RNA Secondary Structure Increases the Specificity of Class 2 CRISPR Effectors

CRISPR systems have been widely adopted for both therapeutic applications and biological studies. In some cases, these bacterial nucleases have demonstrated off-target activity when applied in mammalian cells. This creates a potential hazard for therapeutic applications and could possibly confound results in biological research. Therefore, improving the specificity of these nucleases is of broad interest.
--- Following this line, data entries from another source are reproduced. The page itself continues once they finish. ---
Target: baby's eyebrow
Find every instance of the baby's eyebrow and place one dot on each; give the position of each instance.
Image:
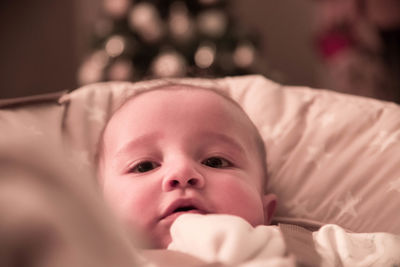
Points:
(224, 139)
(141, 140)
Here we show that guide RNAs (gRNAs) with engineered secondary structure in the targeting region (hairpin-gRNAs) can have increased specificity by several orders of magnitude when combined with various CRISPR effectors. Focusing first on Cas9 from S. pyogenes (SpCas9), we show that rationally designed hp-gRNAs form in human cells and tune Cas9 binding. We then show that hp-gRNAs increase the specificity of gene editing using five different CRISPR endonucleases: (i) SpCas9, (ii) Cas9 from S. aureus (SaCas9), (iii) an SaCas9 variant with relaxed PAM specificity (SaCas9-KKH), (iv) Cpf1 from Acidaminococcus sp.BV3L6 (AsCpf1), and (v) Cpf1 from Lachnospiraceae bacterium ND2006 (LbCpf1). Our results suggest RNA secondary structure as a fundamental parameter that can tune the activity of class 2 CRISPR systems.